Frigga watched as Thor, who now sat cross-legged on the bed, shrugged. "I like you," he said.

Loki perked up. "Really?" The doubt in his voice was palpable.

"Of course! Come here. I want you to stay in my room. We can count the lightning bugs." Thor patted his bed, grinning broadly, and as Loki cautiously dropped the pillow, Thor stretched over to open his window. Frigga pursed her lips, unable to find the cruelty to tell him to close it for the night, and instead watched as Loki shuffled over to the bed, less sullen now, and climbed up.

Thor blew out the candle, flopped back on the mattress, and dropped his head next to Loki's on the pillow. The window brought in a nighttime chill, but neither of the boys cared, instead pulling up the covers to their chins as a combatant to the temperature.

"Someday, I'll make lightning so strong—" Thor began, but Loki cut him off, pointing.

"There's one!"

A flicker of light in the darkness, flashing so quickly in a glimmer almost unseen, a subtle gleam invisible if one wasn't looking at the right time, wavered in the air.

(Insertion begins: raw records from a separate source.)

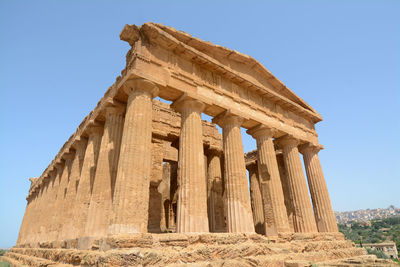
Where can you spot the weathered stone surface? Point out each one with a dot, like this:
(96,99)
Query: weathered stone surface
(324,216)
(238,208)
(192,201)
(211,249)
(303,217)
(131,193)
(118,180)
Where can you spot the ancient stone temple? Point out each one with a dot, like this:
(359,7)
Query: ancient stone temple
(143,182)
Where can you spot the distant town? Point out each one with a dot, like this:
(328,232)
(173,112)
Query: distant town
(366,215)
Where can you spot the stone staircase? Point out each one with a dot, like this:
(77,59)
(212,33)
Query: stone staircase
(200,250)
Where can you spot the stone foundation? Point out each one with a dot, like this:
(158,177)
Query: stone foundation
(212,249)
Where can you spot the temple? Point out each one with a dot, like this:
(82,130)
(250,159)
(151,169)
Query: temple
(140,173)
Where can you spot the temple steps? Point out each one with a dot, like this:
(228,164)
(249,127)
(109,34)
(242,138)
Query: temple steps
(17,259)
(198,250)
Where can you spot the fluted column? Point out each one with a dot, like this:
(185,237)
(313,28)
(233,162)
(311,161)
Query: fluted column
(50,198)
(324,216)
(87,179)
(303,213)
(239,216)
(276,220)
(286,189)
(35,225)
(61,206)
(215,190)
(43,218)
(25,220)
(70,199)
(131,194)
(100,208)
(53,233)
(256,199)
(192,198)
(29,219)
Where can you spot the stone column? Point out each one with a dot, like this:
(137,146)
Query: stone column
(68,226)
(215,189)
(29,217)
(61,205)
(239,216)
(43,218)
(286,189)
(131,194)
(324,216)
(87,179)
(303,214)
(192,198)
(256,199)
(276,220)
(50,198)
(100,208)
(53,233)
(22,230)
(34,226)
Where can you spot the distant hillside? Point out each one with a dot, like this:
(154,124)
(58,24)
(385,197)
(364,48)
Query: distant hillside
(367,215)
(375,231)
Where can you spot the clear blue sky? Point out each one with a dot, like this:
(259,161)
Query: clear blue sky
(57,58)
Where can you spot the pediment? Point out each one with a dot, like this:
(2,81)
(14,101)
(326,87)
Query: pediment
(243,66)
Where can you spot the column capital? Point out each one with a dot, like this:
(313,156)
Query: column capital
(185,101)
(228,118)
(59,166)
(140,84)
(95,130)
(310,148)
(115,110)
(252,165)
(79,143)
(261,131)
(287,140)
(211,151)
(69,156)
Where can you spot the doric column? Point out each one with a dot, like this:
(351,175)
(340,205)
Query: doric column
(50,198)
(276,220)
(131,194)
(286,189)
(215,190)
(87,179)
(25,234)
(53,233)
(256,199)
(61,206)
(303,214)
(192,200)
(70,199)
(44,214)
(25,220)
(34,227)
(324,216)
(239,216)
(101,200)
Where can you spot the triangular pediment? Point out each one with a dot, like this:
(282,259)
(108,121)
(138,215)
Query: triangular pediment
(239,61)
(242,66)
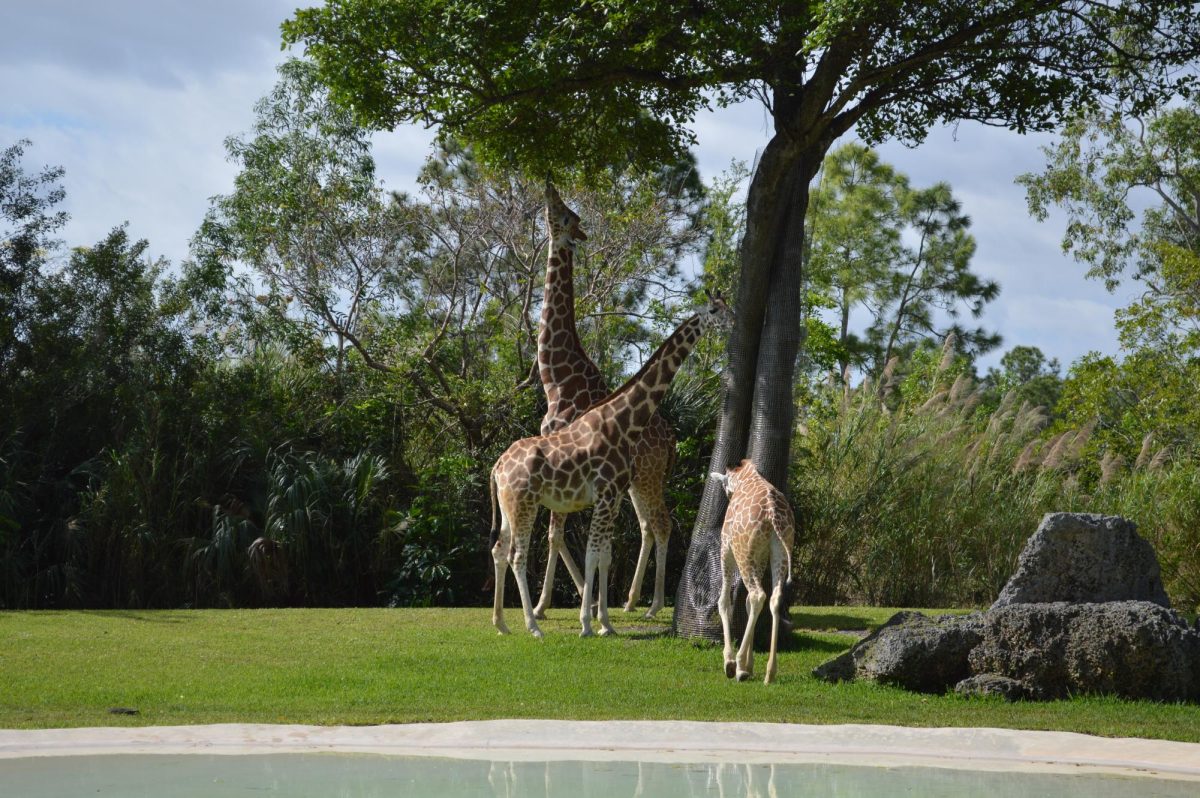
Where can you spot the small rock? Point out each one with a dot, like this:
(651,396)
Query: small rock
(911,651)
(1085,558)
(1134,649)
(994,684)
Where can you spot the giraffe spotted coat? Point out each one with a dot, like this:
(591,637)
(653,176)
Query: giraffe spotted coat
(757,534)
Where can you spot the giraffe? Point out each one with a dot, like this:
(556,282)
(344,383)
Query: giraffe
(573,384)
(588,462)
(759,529)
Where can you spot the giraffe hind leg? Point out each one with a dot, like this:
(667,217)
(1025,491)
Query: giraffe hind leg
(556,549)
(654,521)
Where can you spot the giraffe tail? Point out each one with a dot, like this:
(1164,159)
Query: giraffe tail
(493,533)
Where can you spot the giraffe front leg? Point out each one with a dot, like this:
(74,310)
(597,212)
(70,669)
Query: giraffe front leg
(660,571)
(520,562)
(643,556)
(777,611)
(755,600)
(603,588)
(555,538)
(725,607)
(589,568)
(501,562)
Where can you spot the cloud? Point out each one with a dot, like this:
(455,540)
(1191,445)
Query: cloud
(161,43)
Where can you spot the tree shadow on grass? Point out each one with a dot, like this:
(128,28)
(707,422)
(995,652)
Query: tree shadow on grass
(155,617)
(846,621)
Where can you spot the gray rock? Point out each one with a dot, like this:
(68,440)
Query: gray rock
(1085,558)
(993,684)
(911,651)
(1135,649)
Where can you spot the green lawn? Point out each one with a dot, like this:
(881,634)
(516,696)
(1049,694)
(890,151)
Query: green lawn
(379,666)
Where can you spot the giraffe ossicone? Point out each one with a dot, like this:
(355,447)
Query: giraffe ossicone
(759,531)
(586,463)
(573,384)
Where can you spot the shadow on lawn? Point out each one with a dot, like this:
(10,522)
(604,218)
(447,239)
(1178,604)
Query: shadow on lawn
(834,621)
(155,617)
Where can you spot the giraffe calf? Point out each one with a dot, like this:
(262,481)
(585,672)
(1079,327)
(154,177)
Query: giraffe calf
(759,531)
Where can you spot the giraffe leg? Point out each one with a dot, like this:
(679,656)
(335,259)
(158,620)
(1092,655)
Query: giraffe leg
(501,562)
(755,600)
(780,563)
(599,540)
(557,547)
(725,605)
(520,562)
(654,520)
(589,568)
(603,588)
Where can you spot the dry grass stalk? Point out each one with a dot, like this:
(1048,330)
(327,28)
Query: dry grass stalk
(997,448)
(887,379)
(936,399)
(1081,438)
(1007,402)
(947,353)
(961,385)
(1029,457)
(1111,466)
(1056,450)
(971,402)
(1144,455)
(1030,420)
(1159,461)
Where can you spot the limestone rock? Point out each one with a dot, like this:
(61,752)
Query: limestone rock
(994,684)
(911,651)
(1085,558)
(1135,649)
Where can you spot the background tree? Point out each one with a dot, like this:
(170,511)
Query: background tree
(1109,163)
(853,239)
(1026,371)
(901,255)
(616,83)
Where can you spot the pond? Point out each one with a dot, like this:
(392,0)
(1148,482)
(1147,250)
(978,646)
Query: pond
(365,775)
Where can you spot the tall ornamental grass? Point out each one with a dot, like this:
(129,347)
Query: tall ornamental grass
(928,498)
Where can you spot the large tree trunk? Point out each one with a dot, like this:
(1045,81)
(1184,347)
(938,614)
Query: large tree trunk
(757,408)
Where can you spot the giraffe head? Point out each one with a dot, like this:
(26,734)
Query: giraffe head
(733,475)
(562,221)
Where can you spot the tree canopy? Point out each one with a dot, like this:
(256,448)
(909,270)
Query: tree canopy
(561,83)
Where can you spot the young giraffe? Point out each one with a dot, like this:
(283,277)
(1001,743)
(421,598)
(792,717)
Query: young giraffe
(573,384)
(588,462)
(759,528)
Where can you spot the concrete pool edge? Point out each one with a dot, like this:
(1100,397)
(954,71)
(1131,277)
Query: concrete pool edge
(977,749)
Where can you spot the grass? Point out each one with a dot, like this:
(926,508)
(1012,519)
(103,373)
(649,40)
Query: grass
(387,666)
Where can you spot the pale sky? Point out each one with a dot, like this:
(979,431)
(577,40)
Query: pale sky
(136,97)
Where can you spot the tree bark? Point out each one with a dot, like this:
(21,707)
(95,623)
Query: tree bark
(757,408)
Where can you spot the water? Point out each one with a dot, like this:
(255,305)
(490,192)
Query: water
(341,775)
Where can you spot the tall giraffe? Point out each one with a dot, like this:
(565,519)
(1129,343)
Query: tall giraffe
(573,384)
(588,462)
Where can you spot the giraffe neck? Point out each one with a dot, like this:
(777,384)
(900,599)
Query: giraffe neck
(561,354)
(635,402)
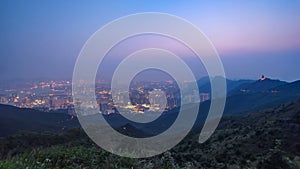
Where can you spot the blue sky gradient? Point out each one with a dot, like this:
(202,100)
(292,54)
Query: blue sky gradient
(42,39)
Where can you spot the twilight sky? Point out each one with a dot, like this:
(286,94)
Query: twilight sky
(42,39)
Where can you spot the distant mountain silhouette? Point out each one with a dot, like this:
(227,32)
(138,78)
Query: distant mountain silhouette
(13,120)
(204,84)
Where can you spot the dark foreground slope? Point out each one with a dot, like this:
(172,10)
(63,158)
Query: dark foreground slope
(265,139)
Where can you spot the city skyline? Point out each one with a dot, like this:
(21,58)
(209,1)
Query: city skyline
(43,39)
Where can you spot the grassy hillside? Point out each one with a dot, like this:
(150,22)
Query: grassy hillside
(265,139)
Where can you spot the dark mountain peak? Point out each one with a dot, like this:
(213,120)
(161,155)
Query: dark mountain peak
(263,84)
(130,130)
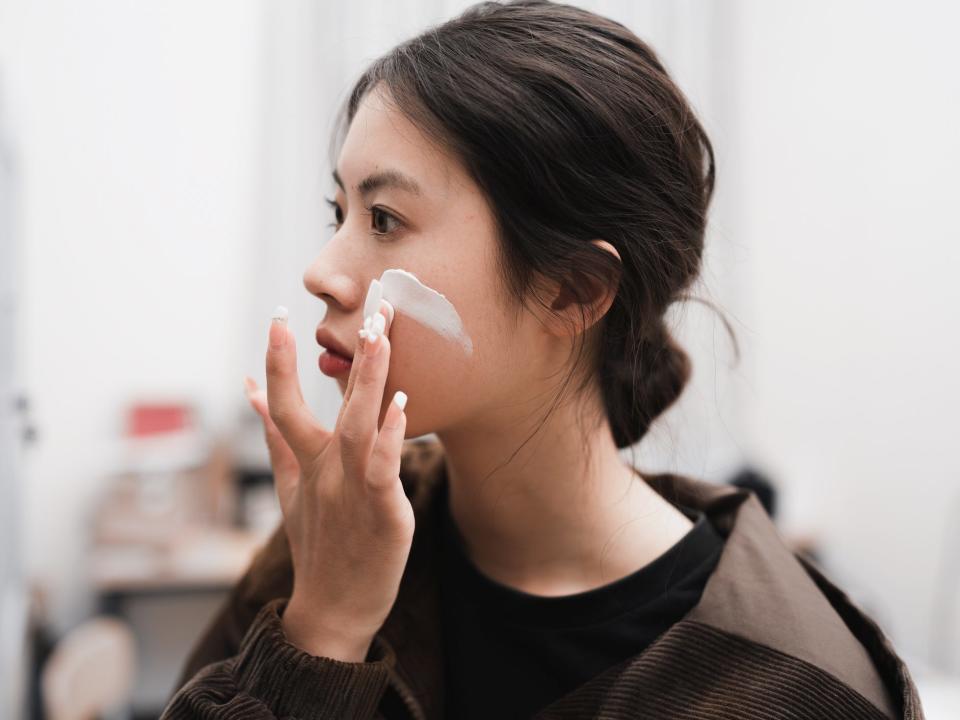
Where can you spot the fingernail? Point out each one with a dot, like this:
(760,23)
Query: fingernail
(372,302)
(278,328)
(390,314)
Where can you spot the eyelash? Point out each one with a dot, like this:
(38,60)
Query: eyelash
(369,211)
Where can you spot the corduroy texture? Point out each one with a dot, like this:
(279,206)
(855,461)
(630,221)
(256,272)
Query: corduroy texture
(271,678)
(737,655)
(695,672)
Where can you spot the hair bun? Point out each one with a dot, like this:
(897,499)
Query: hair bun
(634,401)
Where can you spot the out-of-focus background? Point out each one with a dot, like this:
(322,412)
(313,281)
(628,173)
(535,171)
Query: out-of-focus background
(162,167)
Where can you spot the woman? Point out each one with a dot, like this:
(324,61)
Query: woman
(520,195)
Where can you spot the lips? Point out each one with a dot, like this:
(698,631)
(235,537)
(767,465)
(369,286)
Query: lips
(326,339)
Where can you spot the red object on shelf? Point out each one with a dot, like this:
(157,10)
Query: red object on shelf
(155,418)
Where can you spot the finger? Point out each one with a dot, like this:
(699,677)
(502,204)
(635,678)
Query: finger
(286,469)
(386,309)
(383,471)
(301,430)
(361,412)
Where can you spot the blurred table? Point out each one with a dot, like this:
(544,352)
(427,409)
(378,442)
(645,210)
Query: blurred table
(168,589)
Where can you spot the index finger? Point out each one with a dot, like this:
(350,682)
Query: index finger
(302,431)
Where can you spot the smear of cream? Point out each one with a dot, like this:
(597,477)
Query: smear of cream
(425,305)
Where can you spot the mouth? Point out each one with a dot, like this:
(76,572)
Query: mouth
(336,359)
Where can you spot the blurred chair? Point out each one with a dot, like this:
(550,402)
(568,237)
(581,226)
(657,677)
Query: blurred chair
(90,672)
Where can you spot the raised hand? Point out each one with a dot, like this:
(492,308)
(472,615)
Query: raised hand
(348,521)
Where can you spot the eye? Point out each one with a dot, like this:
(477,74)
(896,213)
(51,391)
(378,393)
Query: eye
(382,221)
(337,213)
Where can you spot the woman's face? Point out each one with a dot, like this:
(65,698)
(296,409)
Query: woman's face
(443,233)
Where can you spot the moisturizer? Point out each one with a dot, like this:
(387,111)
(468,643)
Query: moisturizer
(425,305)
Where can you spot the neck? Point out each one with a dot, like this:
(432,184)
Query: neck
(564,515)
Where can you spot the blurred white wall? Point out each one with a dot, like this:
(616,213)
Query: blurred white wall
(139,129)
(845,183)
(174,156)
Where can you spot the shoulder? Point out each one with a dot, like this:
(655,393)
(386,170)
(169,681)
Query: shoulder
(796,631)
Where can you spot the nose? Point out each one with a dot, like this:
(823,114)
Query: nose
(325,279)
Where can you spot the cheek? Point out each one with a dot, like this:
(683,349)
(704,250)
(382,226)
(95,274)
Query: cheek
(435,372)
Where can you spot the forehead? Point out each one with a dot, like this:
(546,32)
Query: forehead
(381,137)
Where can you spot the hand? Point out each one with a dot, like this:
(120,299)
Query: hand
(348,521)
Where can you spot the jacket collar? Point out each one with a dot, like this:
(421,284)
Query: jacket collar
(760,591)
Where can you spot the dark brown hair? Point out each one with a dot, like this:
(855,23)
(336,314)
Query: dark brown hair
(574,131)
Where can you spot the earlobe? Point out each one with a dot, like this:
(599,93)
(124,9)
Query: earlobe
(565,301)
(606,246)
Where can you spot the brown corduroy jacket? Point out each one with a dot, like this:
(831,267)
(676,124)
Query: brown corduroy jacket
(771,637)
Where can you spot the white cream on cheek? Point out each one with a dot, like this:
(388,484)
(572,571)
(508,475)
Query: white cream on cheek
(425,305)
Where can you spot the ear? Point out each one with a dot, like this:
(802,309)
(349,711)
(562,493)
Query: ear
(566,306)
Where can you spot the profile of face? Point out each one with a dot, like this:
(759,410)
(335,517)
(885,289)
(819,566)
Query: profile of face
(437,225)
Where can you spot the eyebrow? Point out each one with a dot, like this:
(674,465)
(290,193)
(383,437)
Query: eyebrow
(384,178)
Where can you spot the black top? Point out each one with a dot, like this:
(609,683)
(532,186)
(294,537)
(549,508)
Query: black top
(535,649)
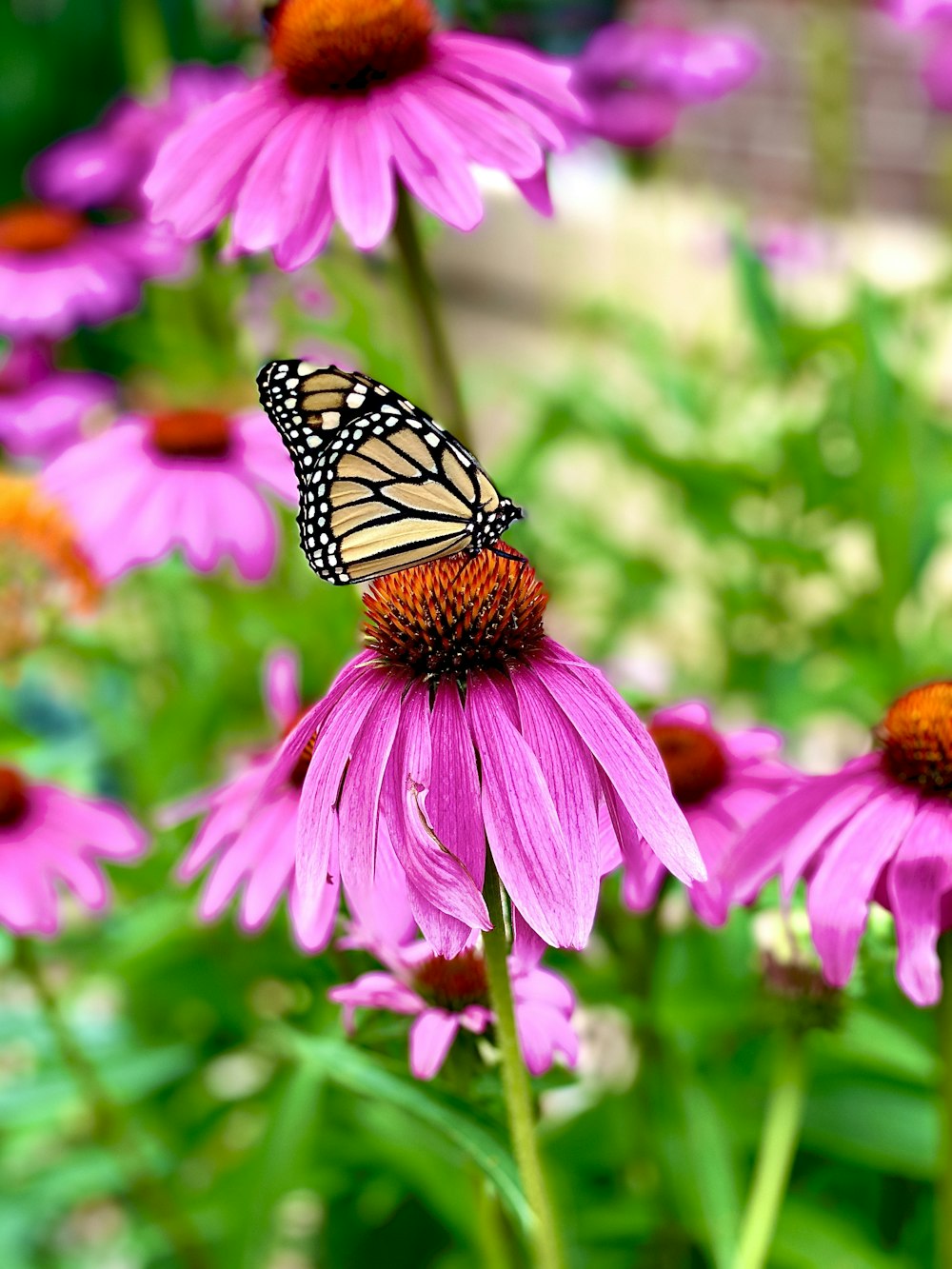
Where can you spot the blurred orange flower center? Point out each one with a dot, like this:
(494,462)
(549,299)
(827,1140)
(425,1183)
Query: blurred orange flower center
(456,614)
(14,799)
(453,983)
(348,46)
(695,762)
(192,433)
(32,228)
(917,738)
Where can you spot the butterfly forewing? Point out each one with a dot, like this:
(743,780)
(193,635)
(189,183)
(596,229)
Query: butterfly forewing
(383,485)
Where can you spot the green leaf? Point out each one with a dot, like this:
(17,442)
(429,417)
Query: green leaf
(369,1077)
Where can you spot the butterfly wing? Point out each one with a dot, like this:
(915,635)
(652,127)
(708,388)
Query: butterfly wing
(383,485)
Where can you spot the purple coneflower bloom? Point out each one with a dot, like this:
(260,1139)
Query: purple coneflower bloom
(636,79)
(461,724)
(60,270)
(723,782)
(51,838)
(187,479)
(446,997)
(879,829)
(249,838)
(362,94)
(106,165)
(44,410)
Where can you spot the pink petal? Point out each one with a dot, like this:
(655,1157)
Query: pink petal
(573,781)
(918,879)
(361,176)
(430,1040)
(522,825)
(840,892)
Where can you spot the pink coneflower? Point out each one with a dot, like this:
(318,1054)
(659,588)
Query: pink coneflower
(249,838)
(446,997)
(106,165)
(188,479)
(635,80)
(461,724)
(723,782)
(44,410)
(50,838)
(362,94)
(60,270)
(880,829)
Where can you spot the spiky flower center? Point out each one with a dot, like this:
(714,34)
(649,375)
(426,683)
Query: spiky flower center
(348,46)
(192,433)
(14,799)
(456,614)
(695,762)
(32,228)
(917,738)
(453,983)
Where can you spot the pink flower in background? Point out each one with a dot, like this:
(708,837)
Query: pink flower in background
(635,80)
(446,997)
(464,724)
(44,410)
(60,270)
(106,165)
(188,480)
(362,96)
(880,829)
(50,838)
(248,837)
(723,782)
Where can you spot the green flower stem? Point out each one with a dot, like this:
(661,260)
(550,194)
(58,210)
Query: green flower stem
(423,296)
(145,43)
(775,1159)
(516,1079)
(943,1197)
(109,1123)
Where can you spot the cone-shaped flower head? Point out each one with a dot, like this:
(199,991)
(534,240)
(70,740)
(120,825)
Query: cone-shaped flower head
(186,479)
(879,829)
(50,838)
(461,724)
(362,94)
(723,782)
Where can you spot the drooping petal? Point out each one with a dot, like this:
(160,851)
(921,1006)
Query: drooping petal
(522,825)
(430,1040)
(838,896)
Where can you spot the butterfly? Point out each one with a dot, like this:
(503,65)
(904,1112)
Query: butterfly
(383,486)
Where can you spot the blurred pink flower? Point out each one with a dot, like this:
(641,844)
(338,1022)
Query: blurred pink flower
(50,838)
(464,724)
(445,997)
(248,837)
(635,80)
(106,165)
(879,829)
(362,96)
(188,479)
(723,782)
(44,410)
(60,270)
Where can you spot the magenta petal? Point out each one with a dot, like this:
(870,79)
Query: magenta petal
(917,880)
(838,896)
(318,816)
(432,869)
(522,825)
(573,781)
(361,176)
(430,1040)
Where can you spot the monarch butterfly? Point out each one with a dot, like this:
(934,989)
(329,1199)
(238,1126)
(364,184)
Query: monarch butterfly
(383,486)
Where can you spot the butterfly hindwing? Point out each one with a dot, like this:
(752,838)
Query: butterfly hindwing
(383,485)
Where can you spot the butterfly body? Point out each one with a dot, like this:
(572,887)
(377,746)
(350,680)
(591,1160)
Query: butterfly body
(383,486)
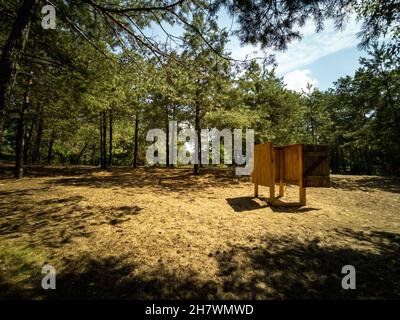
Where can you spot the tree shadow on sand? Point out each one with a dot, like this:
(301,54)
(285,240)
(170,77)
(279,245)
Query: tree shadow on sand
(54,222)
(245,204)
(268,268)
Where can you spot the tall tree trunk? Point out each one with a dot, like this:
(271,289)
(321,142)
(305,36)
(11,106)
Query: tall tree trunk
(50,150)
(110,156)
(39,134)
(28,137)
(19,150)
(92,158)
(11,53)
(167,131)
(103,140)
(78,158)
(19,154)
(198,131)
(135,150)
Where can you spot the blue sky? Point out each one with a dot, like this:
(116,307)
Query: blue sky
(318,58)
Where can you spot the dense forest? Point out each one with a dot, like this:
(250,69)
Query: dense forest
(89,90)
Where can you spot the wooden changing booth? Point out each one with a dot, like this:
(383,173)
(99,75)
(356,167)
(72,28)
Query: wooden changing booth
(304,165)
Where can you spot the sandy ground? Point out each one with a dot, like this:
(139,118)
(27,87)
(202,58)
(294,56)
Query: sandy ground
(164,233)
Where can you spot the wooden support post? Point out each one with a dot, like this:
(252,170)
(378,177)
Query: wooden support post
(302,190)
(281,172)
(255,190)
(273,173)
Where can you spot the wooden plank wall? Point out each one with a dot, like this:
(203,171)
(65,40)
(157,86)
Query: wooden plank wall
(316,166)
(303,165)
(292,163)
(263,158)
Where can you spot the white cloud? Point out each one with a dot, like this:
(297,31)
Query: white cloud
(312,47)
(317,45)
(297,80)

"And another," Thor added. "There, see?"

"Look! Over there, too!"

Frigga could see Thor's smile in the dark, and she knew for a fact that Loki wore a matching one. She waited until both boys had drifted off to sleep, curled up comfortably within Thor's bed, before she closed the door.

()()()

When Loki finally returns from his punishment one night, there is frost in his hair and exhaustion in his eyes, but Frigga can't detect any hatred anymore, so she guesses (hopes) that it's a good sign.

"Where is Thor?" he asks her when the Bifrost, repaired in his lengthy absence to Jotunheim (the terrain, Odin had said, would be harsh and unforgiving and Frigga had almost ventured, "Like you?" because she knew that Loki hadn't been sent to Jotunheim for the terrain), has deposited him onto the rainbow bridge and he has clambered back to Asgard's palace.

"In his room, dear," Frigga says, as if nothing has happened, because she knows he'd like to forget. In the gaunt, ice-riddled man that jerks his head at her and shakily stalks away, she can see so clearly the small, apprehensive boy holding a pillow to his chest in his brother's room, confessing his insecurities.

When she makes her rounds that night, Thor's door is ajar, and a single shaft of dim light peeks out into the corridor. Nostalgia hits her, hard, like a jab to the solar plexus, and she has to stop and catch her breath before continuing on.

She finds them huddled like they once did as children; Loki curled in on himself as Thor embraced him. The window is open, and there are still lightning bugs, floating and flickering in the air, and her sons are both laughing as they count, two heads on the same pillow, watching flecks of light shimmer in and out of existence. In the faint illumination provided by a forgotten candle, Frigga can see those same identical smiles, genuine and reaching their eyes and it gives her a pleasant, warm feeling in her chest.

When Frigga closes the door, she feels a smile on her face, the quiet kind, the kind that one cannot stop from happening. And she knows, she knows,that everything will be quite all right.